How much flakiness do you tolerate in end to end tests?

kersplort@programming.dev · edit-2 1 year ago

How much flakiness do you tolerate in end to end tests?

Pantoffel@feddit.de · edit-2 1 year ago

I think/hope that the wording you used was a mistake.

End to end tests do not introduce flakiness, but uncover it.

Whenever we discover flakiness, we try to fix it immediately. When there is no time for the fix (which is more than often the case) we create a ticket that vanishes in the backlog.

For a long time the company I currently work at didn’t have end to end tests save unit tests for a lot of their code.

Through a push of newcomers we finally managed to add end to end tests to many more parts of the code. However, these are still not properly documented. Some end to end tests overlap and some only cover a small part of one larger functionality. That is why we often find bugs that were introduced by us, because we had no end to end tests covering those parts.

We used to run end end tests only every night on the whole product. They usually take an hour or more to complete. This takes too long to run them before each merge. However, we have them organized enough such that for sub-product A we can run the sub-product A end to end tests only before each merge where we assume that we did only touch code affecting sub-product A. In case the code changes affected some other parts of the product, the nightly tests help us out. We are doing this in my team for a long while now. But we just recently started to establish this procedure in the other teams of the company, too.

kersplort@programming.dev · 1 year ago

My experience with E2E testing is that the tools and methods necessary to test a complex app are flaky. Waits, checks for text or selectors and custom form field navigation all need careful balancing to make the test effective. On top of this, there is frequently a sequentiality to E2E tests that causes these failures to multiply in frequency, as you’re at the mercy of not just the worst test, but the product of every test in sequence.

I agree that the tests cause less flakiness in the app itself, but I have found smokes inherently flaky in a way that unit and integration tests are not.

Pantoffel@feddit.de · 1 year ago

Okay I must admit that I do not have much experience with smoke and integration tests. We run end to end tests only and skip running the other two types entirely. They would be covered by the end to end tests anyways.

Perhaps I am lucky in that our software doesn’t require us to use many waits at all. Most things are synchronous and those that are not mostly have API endpoints where the status of the process an be safely queried, i.e. a wait(1000) and hope for the best is not necessary, but rather do wait(1000) until isFinished().

And yes, for us it is also a mess of errors popping up when one step in a pipeline fails, where many tests rely on this single step. I don’t know whether there is a way to approach this issue neatly. This is surely a chance in the market to be taken.

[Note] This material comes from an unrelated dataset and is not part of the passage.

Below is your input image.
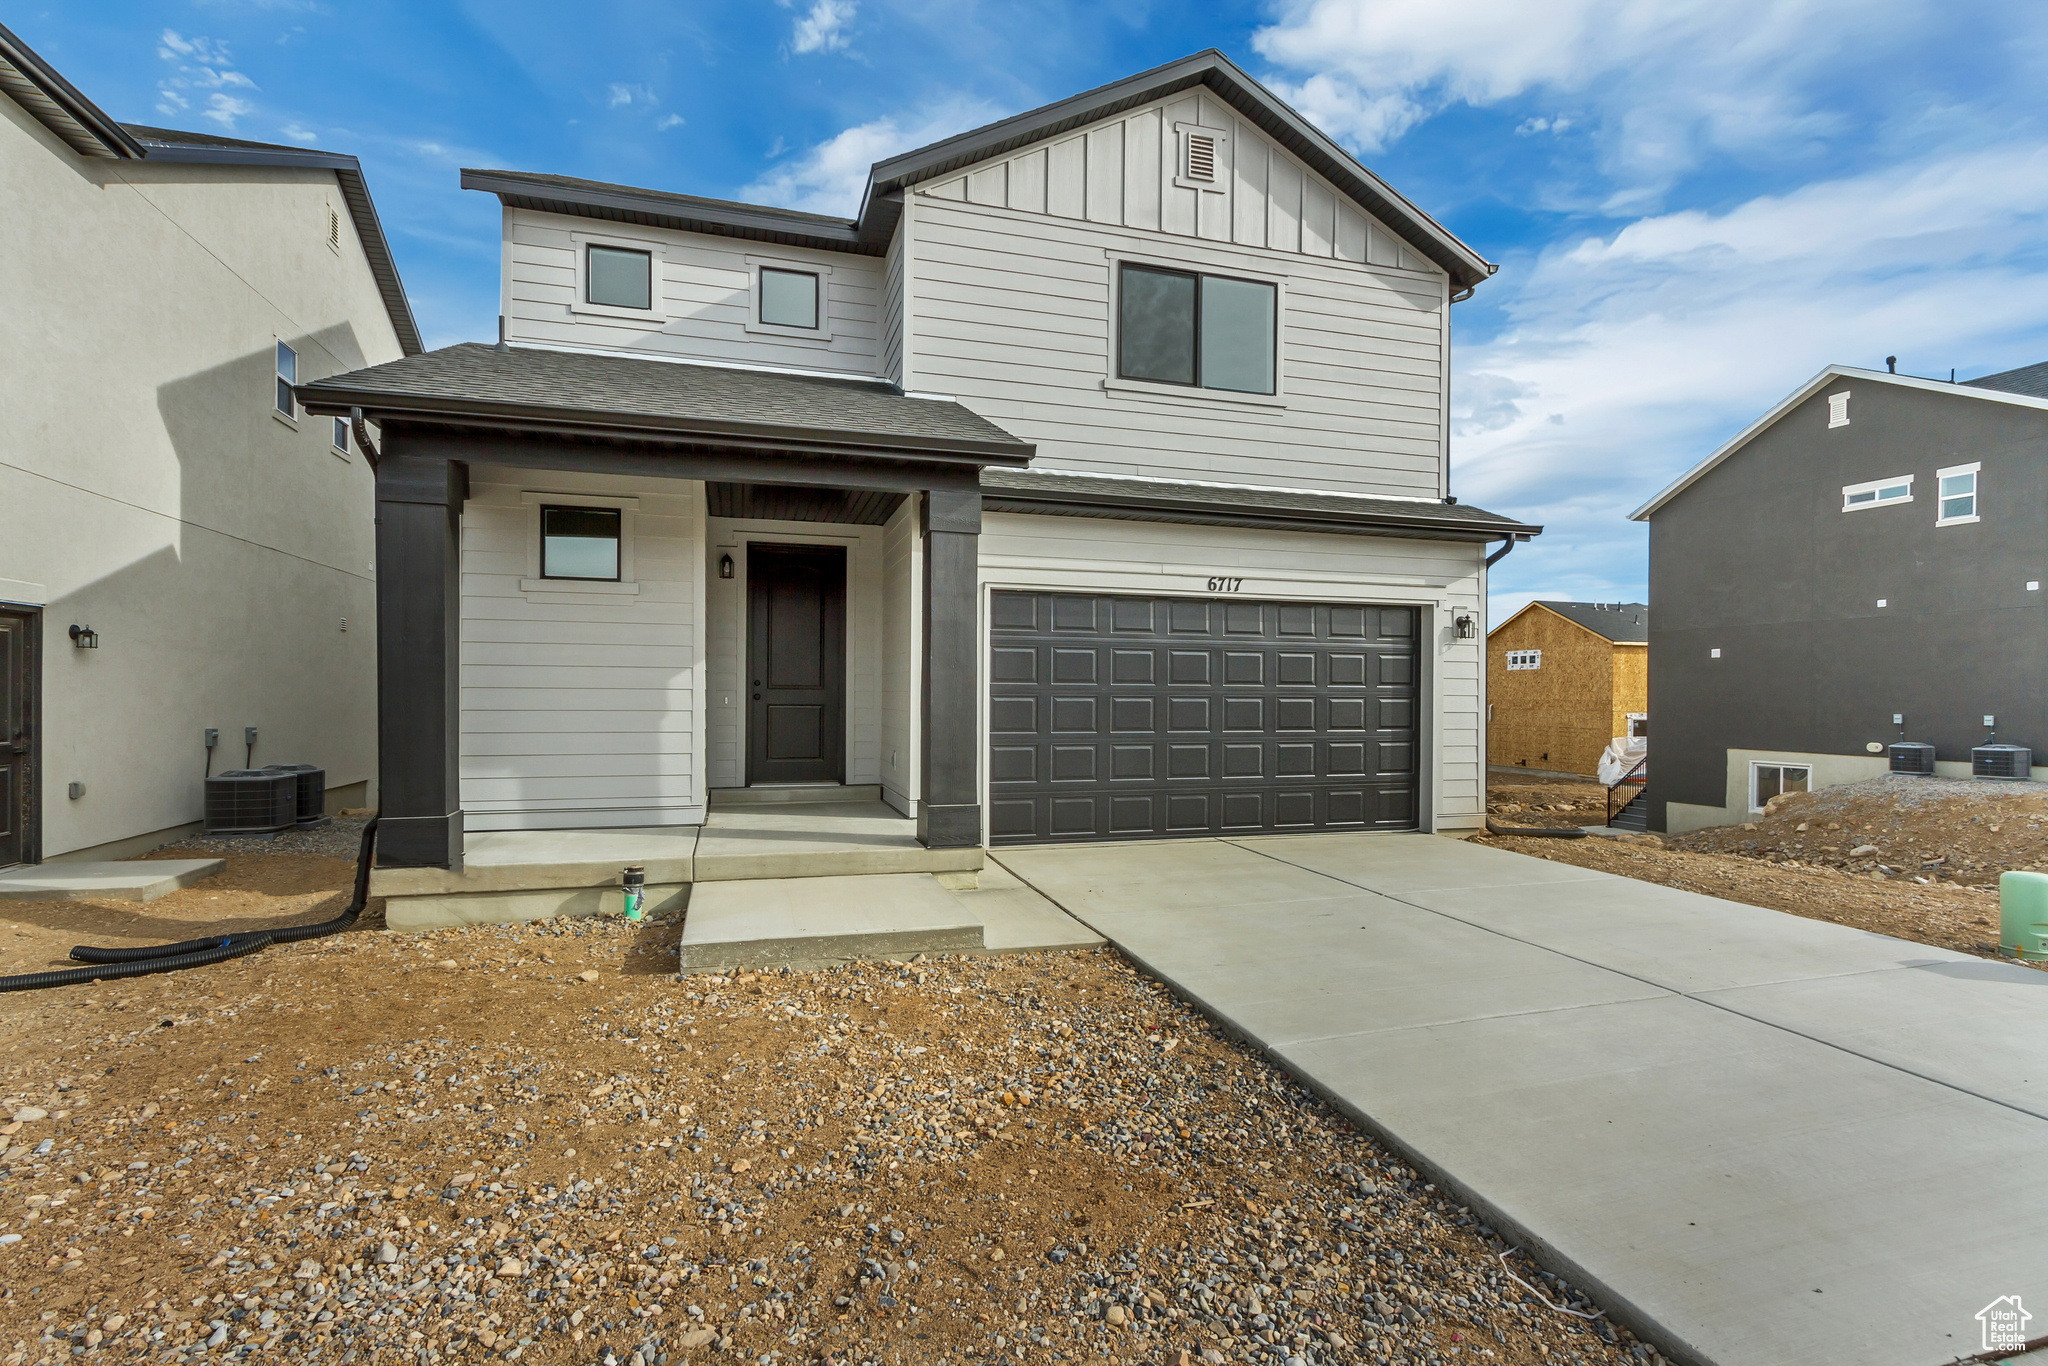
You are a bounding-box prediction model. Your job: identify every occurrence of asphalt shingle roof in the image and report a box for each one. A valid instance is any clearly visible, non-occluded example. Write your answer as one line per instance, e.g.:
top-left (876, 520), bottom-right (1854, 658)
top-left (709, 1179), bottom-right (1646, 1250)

learningduck@programming.dev · 10 months ago

You run E2E test before each merge. So, you don’t merge very often?

How about running an integration test before each merge instead of a full fledged E2E and mocking out external dependencies (other services) during the test, then do E2E testing on a schedule like nightly?

I prefer it this way, because mocking out external dependencies cut out network instability and bugginess from dependencies. So, we can merge faster. Agree that test scenarios are overlapping, and if your E2E is very stable then it is probably not worth it, but unfortunately it’s not so stable in my environment.

Pantoffel@feddit.de · edit-2 10 months ago

Luckily, our e2e tests are pretty stable. And unfortunately we are not given the time to write integration tests as you describe. The good thing would be that with these mocks we were then also be able to load test single services instead of the whole product.

We merge multiple times a day and run only those e2e tests we think are relevant. Of course, this is not optimal and it is not too rare that one of the teams merges a regression, where one team or more talented at that than the others.

You see, we have issues and we realize we have them. Our management just thinks these are not important enough to spend time on writing integration tests. I think money and developer time are two of the reasons, but the lack of feature documentation, the lack of experts for parts of the codebase (some already left for another employer), and the amount of spaghetti code and infrastructure we have are other important reasons.

learningduck@programming.dev · 10 months ago

Reading the 3rd paragraph and I see myself 😄. Glad that you and the team managed to add another layer of testing successfully.